WhatsApp texts heat up slush fund scandal

Spain's Prime Minister Mariano Rajoy faced calls to resign on Sunday after the publication of friendly mobile text messages he purportedly sent to the disgraced treasurer at the heart of the slush fund affair.

WhatsApp texts heat up slush fund scandal
"Luis, I understand, be strong. I will call you tomorrow. Best wishes," said one of the messages purportedly from Rajoy (left) to Bárcenas. Photo: Pierre Philippe Marcou/ AFP

The leader of Spain's main opposition Socialist Party, Alfredo Perez Rubalcaba, said he was severing all contact with the prime minister and his party.

 

"Given the unsustainable political situation in Spain, the Socialist Party calls for the immediate resignation of Mariano Rajoy as head of the government," he told reporters in Madrid.

 

"Mr. Rajoy's conduct in this situation can be summarized quite simply: silence, lies, and after what we have learned today, collusion, extremely serious collusion," Rubalcaba said.

 

Dozens of protesters, outraged by the corruption allegations at a time of recession and record unemployment, rallied outside the Popular Party's Madrid headquarters, chanting

 

"Thieves!" and "Here is Ali Babi's cave!".

 

The centre-right daily El Mundo newspaper published images of the alleged text messages between Rajoy and Luis Bárcenas, the former ruling party treasurer who is in pre-trial detention as part of a separate corruption inquiry.

 

Barcenas is suspected of running a party slush fund financed by corporate donors who were then rewarded with state contracts.

 

The cash was allegedly used to supplement senior party members' salaries.

 

According to El Mundo, the prime minister sent supportive messages to Bárcenas between May 2011 and March 2013, ending some two months after the scandal erupted.

 

Rajoy kept in "direct and permanent contact" with Bárcenas, El Mundo said.

 

"Luis, I understand, be strong. I will call you tomorrow.

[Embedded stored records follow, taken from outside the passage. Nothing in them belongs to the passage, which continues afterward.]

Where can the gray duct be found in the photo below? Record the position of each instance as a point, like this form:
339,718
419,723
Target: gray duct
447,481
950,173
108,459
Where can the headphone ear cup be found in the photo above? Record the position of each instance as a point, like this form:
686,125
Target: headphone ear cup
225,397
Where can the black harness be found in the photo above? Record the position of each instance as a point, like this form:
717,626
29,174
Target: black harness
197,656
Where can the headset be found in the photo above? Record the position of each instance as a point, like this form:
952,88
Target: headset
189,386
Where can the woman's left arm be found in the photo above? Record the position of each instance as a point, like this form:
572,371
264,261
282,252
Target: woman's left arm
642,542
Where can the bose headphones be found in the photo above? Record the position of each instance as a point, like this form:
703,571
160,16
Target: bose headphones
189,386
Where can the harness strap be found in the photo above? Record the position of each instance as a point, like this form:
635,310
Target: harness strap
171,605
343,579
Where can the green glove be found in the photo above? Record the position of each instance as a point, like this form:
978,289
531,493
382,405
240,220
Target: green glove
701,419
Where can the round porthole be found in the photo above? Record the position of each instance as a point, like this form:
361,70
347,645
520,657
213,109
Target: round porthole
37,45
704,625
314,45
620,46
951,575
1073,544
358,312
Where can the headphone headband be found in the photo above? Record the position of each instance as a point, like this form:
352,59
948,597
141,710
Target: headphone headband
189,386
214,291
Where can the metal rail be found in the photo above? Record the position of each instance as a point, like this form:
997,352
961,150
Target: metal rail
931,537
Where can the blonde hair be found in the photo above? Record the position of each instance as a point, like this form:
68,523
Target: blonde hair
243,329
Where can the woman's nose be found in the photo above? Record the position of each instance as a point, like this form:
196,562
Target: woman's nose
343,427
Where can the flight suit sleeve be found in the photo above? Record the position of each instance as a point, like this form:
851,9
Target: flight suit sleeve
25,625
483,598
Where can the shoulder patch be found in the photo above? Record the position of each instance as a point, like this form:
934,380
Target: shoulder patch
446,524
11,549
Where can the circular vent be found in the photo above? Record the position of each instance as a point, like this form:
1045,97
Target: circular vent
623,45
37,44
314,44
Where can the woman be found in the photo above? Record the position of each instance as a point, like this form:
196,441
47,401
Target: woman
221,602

Best wishes," said one of the messages purportedly from Rajoy to Bárcenas, dated January 18th this year when El Mundo first published allegations over the slush fund.

 

"It is not good to try to determine what we will say or to comment on things that must be presented to the courts, which we must all respect," read another message allegedly sent by Rajoy.

 

The Popular Party, which has ruled with an absolute majority since winning an election landslide in September 2011, hit back at the opposition call for the prime minister to step down.

 

"It is pitiful that Rubalcaba, in his distress, is calling for resignations in collusion with the lies of a man under police investigation," said Carlos Floriano, the Popular Party's deputy secretary.

 

Rajoy, backed by his party's solid majority, has resisted calls to answer questions in parliament over the scandal. He is expected to face the press Monday, however, after hosting a visit by Polish Prime Minister Donald Tusk.

 

Barcenas has been summoned to appear before a judge on Monday after El Mundo last week published what it said was an original page from Bárcenas' slush fund ledger and handed the document to the courts.

 

The excerpt purportedly showed extra payments to party officials including Rajoy when he was a minister under then prime minister Jose Maria Aznar in 1997, 1998 and 1999.

 

The entries include two payments to Rajoy of €12,600 ($16,440) in 1998.

 

Coming six months after centre-left daily El País published supposed photocopies of the accounts, El Mundo's report said that the original copy challenged claims by the party that the accounts had been fabricated.

 

Two days earlier, on July 7th, El Mundo published an interview in which it said Bárcenas admitted the Popular Party had engaged in illegal financing for 20 years, the Popular Party has repeatedly denied the allegations.

 

Rajoy, too, denies any wrongdoing.

 

A Spanish judge remanded Bárcenas to custody on June 27th over separate allegations including money laundering and tax fraud. He said the move was aimed at preventing him from fleeing and to preserve evidence.

 

Bárcenas is being investigated over tens of millions of euros he allegedly stashed in Swiss bank accounts.